Human dopamine transporter (hDAT) regulates the reuptake
of extracellular
dopamine (DA) and is an essential therapeutic target for central nervous
system (CNS) diseases. The allosteric modulation of hDAT has been
identified for decades. However, the molecular mechanism underlying
the transportation is still elusive, which hinders the rational design
of allosteric modulators against hDAT. Here, a systematic structure-based
method was performed to explore allosteric sites on hDAT in inward-open
(IO) conformation and to screen compounds with allosteric affinity.

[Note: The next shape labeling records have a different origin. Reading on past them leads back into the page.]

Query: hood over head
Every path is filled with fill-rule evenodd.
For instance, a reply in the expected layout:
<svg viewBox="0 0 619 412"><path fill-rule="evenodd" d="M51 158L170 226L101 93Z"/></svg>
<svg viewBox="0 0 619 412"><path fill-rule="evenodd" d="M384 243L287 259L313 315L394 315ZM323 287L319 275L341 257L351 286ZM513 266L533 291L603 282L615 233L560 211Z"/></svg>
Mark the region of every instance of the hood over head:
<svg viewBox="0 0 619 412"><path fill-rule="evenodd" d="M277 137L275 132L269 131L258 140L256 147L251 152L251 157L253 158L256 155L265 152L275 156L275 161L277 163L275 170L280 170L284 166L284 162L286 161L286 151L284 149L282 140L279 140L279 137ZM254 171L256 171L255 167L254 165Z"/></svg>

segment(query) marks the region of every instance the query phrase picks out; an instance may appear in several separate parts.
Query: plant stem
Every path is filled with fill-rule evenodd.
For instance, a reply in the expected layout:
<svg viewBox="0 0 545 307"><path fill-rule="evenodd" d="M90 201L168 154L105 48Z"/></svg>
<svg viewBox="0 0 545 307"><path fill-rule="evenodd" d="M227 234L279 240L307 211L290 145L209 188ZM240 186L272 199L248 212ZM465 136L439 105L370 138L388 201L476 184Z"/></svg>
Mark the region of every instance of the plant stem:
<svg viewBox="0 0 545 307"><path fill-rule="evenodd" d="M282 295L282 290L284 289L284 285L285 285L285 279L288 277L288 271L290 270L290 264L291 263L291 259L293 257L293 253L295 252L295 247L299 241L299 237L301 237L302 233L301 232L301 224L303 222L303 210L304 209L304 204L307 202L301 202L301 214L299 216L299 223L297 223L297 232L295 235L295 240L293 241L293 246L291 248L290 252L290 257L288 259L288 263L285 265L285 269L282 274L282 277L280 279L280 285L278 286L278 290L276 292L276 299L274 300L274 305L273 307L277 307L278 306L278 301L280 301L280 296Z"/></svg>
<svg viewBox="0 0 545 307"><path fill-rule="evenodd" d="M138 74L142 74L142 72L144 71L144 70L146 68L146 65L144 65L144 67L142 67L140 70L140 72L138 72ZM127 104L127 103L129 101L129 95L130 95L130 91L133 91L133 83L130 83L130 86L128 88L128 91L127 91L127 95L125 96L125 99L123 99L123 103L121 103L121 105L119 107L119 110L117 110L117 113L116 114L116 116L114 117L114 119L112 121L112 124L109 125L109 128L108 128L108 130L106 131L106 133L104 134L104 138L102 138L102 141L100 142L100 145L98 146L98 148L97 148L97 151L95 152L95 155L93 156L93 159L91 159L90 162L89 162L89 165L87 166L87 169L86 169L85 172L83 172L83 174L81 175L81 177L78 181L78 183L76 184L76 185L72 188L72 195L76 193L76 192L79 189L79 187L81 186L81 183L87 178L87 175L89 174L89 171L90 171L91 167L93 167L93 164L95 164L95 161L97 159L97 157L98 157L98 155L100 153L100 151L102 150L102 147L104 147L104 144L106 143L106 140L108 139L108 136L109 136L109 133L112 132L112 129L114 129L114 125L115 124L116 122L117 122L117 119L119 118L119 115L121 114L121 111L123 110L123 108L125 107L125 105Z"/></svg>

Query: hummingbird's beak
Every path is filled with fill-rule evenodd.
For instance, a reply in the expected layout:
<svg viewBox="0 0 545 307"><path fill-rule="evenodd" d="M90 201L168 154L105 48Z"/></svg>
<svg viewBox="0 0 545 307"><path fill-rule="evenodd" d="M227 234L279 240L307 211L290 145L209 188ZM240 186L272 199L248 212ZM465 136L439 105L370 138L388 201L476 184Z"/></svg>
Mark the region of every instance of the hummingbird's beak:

First, the model of the hDAT structure was constructed based on the
recently reported Cryo-EM structure of the human serotonin transporter
(hSERT) and Gaussian-accelerated molecular dynamics (GaMD) simulation
was further utilized for the identification of intermediate energetic
stable states of the transporter. Then, with the potential druggable
allosteric site on hDAT in IO conformation, virtual screening of seven
enamine chemical libraries (∼440,000 compounds) was processed,
resulting in 10 compounds being purchased for in vitro assay and with Z1078601926 discovered to allosterically inhibit
hDAT (IC50 = 0.527 [0.284; 0.988] μM) when nomifensine
was introduced as an orthosteric ligand. Finally, the synergistic
effect underlying the allosteric inhibition of hDAT by Z1078601926
and nomifensine was explored using additional GaMD simulation and
postbinding free energy analysis. The hit compound discovered in this
work not only provides a good starting point for lead optimization
but also demonstrates the usability of the method for the structure-based
discovery of novel allosteric modulators of other therapeutic targets.